Prosecution Delays at the USPTO of the Type We Are Not Meant To Hear About (Part II)

by Steve Reiss (stevenreiss@scienbizippc.com)


Part I of this Article is here.

Part I of this article discussed William Friedman's USP 6,097,812 (2000), with its 66 year pendency due to 65, yearly, security holds, currently holds the "world record" for suppressed/classified inventions

Friedman's crypto patent's 66 year security hold/pendency is longer than any security hold for any atomic weapon technology that was actually granted a patent. I have to use the caveat "actually granted" because there is a possibility that there are atomic weapon technology patent applications still under secrecy hold. However, who knows if another 1930's filed Friedman invention is also still under secrecy hold.

The closest atomic weapon application pendency length I could find was USP 6,761,862 (filed 1945/granted 2004)(59 years) and I was only able to find it with the help of the website Atomic Patents.


 USP 6,761,862 is directed to:


some obscure chemical process in the enrichment of uranium (uranium hexafluoride is the "fluorine-containing gas" in question), probably in relation to the gaseous diffusion method used to enrich uranium at Oak Ridge, Tennessee, during the Manhattan Project.
See Atomic Patents.

The author of Atomic Patents interviewed the Department of Energy's legal counsel in charge of the uranium processing patent. The author of Atomic Patents asked him why these patents are still prosecuted despite their extremely extended age. He said (emphasis added):
Our feeling has been that a significant taxpayer investment was made to create the inventions and to prosecute the patents so that payment of the issue fee finalizes the effort to provide a property right arising from the government funding. Of equal merit is the recognition provided to the inventors. When the patent issues we make a small good faith effort to find the inventor or a surviving spouse and notify them of the issuance of the patent. When notify someone, they are usually deeply moved by the recognition provided for their long ago secret efforts.
It is reported that the Manhattan Project inventor of this uranium processing patent, James P. Brusie, had been some time deceased by the time his patent was issued, though I could not find out how long.

***


Closing Thoughts:

When I was a patent examiner at the USPTO from 1988-1993, the secrecy examining group was, I believe Examining Group 220 and, if I recall, also examined design applications. Talk about a range of subject matter.

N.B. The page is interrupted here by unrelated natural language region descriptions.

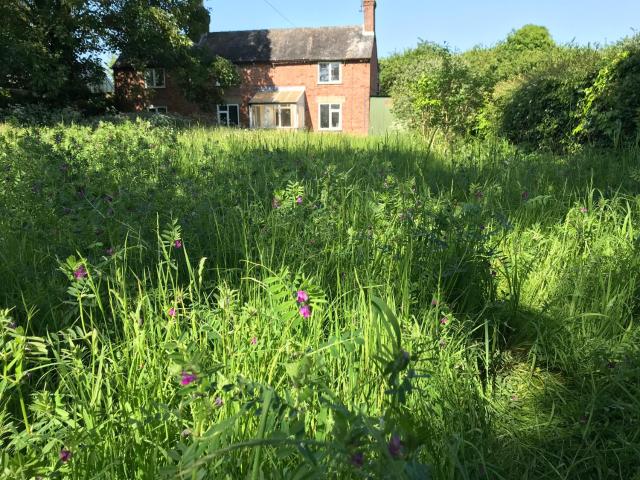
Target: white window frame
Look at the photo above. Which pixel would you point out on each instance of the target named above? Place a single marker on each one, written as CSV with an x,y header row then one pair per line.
x,y
226,106
330,82
154,74
158,109
330,129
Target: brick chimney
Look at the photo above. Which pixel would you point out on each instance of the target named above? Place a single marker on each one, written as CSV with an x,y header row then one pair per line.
x,y
369,8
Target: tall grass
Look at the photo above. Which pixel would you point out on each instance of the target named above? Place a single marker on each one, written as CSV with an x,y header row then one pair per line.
x,y
472,308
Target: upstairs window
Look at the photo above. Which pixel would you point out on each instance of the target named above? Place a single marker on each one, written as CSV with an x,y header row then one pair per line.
x,y
154,78
228,115
330,116
330,72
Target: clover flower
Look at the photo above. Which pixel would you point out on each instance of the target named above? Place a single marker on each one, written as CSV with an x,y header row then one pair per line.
x,y
187,378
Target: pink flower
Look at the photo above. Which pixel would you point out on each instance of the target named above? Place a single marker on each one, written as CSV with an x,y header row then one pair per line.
x,y
80,272
65,455
305,311
187,378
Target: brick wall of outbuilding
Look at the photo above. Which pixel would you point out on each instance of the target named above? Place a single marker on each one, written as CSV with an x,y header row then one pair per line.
x,y
359,82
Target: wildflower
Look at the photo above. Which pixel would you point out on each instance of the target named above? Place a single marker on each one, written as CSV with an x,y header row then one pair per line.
x,y
80,272
65,455
305,311
302,296
187,378
357,459
395,446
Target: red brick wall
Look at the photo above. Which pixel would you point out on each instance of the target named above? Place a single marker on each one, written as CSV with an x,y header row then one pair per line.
x,y
357,86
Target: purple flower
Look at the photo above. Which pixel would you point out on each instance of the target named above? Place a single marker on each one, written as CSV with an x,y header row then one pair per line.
x,y
80,272
357,459
187,378
395,446
65,455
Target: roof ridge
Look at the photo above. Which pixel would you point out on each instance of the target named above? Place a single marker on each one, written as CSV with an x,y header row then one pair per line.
x,y
284,29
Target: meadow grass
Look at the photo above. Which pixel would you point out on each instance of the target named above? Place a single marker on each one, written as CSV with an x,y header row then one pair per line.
x,y
472,308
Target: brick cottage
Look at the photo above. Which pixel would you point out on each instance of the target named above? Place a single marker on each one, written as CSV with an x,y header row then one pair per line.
x,y
320,79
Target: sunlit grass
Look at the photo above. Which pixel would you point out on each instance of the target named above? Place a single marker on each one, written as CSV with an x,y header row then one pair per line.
x,y
472,309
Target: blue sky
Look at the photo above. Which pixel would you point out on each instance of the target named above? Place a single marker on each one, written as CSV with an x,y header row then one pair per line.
x,y
461,24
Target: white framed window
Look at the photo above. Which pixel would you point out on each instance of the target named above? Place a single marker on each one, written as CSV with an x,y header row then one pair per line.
x,y
330,72
229,115
157,109
154,78
330,116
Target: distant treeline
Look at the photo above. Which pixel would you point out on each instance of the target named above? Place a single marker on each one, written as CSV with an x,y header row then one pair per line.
x,y
527,89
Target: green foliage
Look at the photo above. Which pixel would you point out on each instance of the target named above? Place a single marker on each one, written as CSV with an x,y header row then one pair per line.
x,y
471,309
439,93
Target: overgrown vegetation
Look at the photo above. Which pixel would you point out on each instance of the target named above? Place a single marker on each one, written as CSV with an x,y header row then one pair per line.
x,y
526,89
227,304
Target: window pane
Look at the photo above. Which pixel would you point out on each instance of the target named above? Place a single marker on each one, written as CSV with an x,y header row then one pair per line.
x,y
335,119
335,72
285,117
324,72
234,115
324,116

Examining Group 220 was located on a top floor in one of the then-USPTO's Crystal Plaza buildings in Crystal City.

One day, I needed to go to another USPTO building to “search the shoes” (i.e., the paper patent files) of some other class from the class I regularly examined. These were the days before there was any way to efficiently do computer searches in the electro-mechanical arts. But that is a different story.

When I got off the elevator, the first thing I saw was wood grained, locked double doors to the office space for Examining Group 220 and their "Do Not Enter" signs. Friedman’s crypto and Brusie’s uranium processing patent applications were probably still locked in vaults behind those double doors.

However, back among us regular examiners, the gossip was not about what kind of cryptographic or atomic weapons patent applications were behind those doors. 

Our pondering was on far more mundane subjects, such as: never-dulling razor blades or everlasting light bulbs.